Document feature and controlling knobs.

Modified:
    jackrabbit/oak/trunk/oak-doc/src/site/markdown/query/lucene.md

Modified: jackrabbit/oak/trunk/oak-doc/src/site/markdown/query/lucene.md
URL: 
http://svn.apache.org/viewvc/jackrabbit/oak/trunk/oak-doc/src/site/markdown/query/lucene.md?rev=1803177&r1=1803176&r2=1803177&view=diff
==============================================================================
--- jackrabbit/oak/trunk/oak-doc/src/site/markdown/query/lucene.md (original)
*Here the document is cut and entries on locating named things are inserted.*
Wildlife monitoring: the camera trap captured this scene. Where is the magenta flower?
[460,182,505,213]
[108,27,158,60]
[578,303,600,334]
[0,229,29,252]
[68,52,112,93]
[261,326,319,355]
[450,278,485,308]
+++ jackrabbit/oak/trunk/oak-doc/src/site/markdown/query/lucene.md Thu Jul 27 
12:48:23 2017
@@ -42,6 +42,7 @@
 * [CopyOnRead](#copy-on-read)
 * [CopyOnWrite](#copy-on-write)
 * [Lucene Index MBeans](#mbeans)
+* [Active Index Files Collection](#active-blob-collection)
 * [Analyzing created Lucene Index](#luke)
 * [Pre-Extracting Text from Binaries](#text-extraction)
 * [Advanced search features](#advanced-search-features)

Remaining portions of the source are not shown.